On August 25, 2011, in Transfer of undertakings, by Kalina Jaroslawska

Employers participating in the transfer of undertakings must meet certain procedural requirements to make sure the the transfer complies with the labour legislation and measures for protection of employees.

First, they must notify their trade unions or – where there are no trade unions present – their employees of the transfer and related matters (such as reasons for the transfer and its predicted effects as well as plans concerning employment or work and pay conditions). Notification must be made in writing at least 30 days before the planned date of the transfer. However, failure to provide notification does not render the transfer null and void.

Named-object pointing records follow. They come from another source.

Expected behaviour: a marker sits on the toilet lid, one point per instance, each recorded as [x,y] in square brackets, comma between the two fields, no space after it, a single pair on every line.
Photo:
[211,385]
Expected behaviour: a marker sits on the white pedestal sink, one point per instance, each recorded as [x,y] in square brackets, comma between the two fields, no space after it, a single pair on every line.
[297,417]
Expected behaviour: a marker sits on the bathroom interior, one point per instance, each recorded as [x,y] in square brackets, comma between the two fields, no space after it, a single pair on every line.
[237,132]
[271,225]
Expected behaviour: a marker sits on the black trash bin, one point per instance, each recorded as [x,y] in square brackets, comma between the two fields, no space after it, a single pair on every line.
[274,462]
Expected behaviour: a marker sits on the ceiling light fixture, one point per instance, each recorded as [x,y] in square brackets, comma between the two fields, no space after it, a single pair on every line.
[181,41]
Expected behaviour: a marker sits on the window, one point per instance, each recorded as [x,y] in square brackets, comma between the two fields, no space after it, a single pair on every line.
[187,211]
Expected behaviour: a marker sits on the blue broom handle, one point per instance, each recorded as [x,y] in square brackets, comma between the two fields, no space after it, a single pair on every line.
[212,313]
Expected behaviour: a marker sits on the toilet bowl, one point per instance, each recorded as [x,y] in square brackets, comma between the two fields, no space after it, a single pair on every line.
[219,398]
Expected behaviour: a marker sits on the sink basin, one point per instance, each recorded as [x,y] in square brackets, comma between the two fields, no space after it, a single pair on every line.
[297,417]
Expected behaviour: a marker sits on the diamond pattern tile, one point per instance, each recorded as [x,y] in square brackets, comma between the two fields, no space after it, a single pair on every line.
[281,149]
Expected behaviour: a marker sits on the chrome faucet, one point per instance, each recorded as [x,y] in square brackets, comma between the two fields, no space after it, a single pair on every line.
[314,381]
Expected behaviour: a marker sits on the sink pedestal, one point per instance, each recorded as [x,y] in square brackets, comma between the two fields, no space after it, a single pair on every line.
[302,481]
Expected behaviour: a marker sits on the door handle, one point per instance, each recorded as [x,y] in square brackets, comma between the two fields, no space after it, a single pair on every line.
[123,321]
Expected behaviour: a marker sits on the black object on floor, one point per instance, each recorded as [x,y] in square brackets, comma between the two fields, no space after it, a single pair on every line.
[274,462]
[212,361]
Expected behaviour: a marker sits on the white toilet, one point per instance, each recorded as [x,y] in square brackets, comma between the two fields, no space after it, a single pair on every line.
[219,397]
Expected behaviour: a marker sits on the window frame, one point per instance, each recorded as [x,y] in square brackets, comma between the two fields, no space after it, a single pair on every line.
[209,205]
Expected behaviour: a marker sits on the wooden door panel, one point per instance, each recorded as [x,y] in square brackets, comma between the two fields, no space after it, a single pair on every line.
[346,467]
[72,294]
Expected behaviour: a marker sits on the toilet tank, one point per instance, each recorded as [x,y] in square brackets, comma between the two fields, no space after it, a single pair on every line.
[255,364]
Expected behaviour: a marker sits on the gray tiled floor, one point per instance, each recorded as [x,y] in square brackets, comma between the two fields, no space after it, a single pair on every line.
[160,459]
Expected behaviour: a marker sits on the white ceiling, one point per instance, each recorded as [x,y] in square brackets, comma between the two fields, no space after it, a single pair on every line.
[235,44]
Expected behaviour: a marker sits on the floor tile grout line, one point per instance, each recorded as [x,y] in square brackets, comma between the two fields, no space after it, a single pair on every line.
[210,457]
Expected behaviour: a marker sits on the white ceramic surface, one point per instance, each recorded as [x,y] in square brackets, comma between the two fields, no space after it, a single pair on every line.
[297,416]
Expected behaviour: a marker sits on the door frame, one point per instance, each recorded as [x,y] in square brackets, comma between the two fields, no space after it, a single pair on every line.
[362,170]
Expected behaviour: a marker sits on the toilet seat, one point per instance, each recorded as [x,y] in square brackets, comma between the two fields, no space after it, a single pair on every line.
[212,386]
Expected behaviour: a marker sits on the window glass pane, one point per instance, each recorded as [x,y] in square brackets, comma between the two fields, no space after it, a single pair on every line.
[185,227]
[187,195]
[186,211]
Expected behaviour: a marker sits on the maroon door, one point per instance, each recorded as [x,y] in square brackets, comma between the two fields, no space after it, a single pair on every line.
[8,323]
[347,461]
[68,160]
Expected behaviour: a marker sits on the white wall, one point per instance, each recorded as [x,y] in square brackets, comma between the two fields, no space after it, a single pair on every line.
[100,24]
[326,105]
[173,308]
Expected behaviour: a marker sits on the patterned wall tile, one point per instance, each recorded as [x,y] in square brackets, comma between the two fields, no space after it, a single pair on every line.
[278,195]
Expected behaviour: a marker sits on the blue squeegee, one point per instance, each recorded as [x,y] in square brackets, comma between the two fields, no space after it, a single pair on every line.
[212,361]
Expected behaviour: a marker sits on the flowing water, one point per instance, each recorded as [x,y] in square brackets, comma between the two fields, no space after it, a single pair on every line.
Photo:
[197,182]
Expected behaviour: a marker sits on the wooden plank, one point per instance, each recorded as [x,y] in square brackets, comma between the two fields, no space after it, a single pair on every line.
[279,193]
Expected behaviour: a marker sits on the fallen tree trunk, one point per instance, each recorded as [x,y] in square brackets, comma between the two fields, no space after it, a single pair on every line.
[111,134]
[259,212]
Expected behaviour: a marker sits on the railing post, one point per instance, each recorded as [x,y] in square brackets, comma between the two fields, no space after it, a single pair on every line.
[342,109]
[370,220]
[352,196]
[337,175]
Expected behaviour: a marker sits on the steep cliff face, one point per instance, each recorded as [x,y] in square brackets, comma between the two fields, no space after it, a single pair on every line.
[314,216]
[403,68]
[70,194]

Second, the employer may not terminate the employee solely on the grounds of the transfer. Such termination will be considered unjustified and trigger employee remedies I discussed in some of the blog entries before. However, there may be other reasons to justify termination, e.g. the need to restructure or reduce the employer’s workforce, or an employee’s poor performance. The important thing is that any such reason must be genuine and concrete.

Third, employers partaking in the transfer of undertakings must bear in mind that in connection with the transfer an employee is entitled to make use of a “summary” termination procedure, that is, an employee may terminate the employment contract on 7 days’ notice within 2 months of transfer, without giving reasons. An employment contract so terminated will be understood to have been terminated by the employer with the applicable period of notice. Since the procedure of transfer is aimed at protecting the employee in the first place, there is no equivalent right for the employer and no “summary” termination procedure is available for them. As mentioned above, even regular dismissals solely on the grounds of the transfer are limited.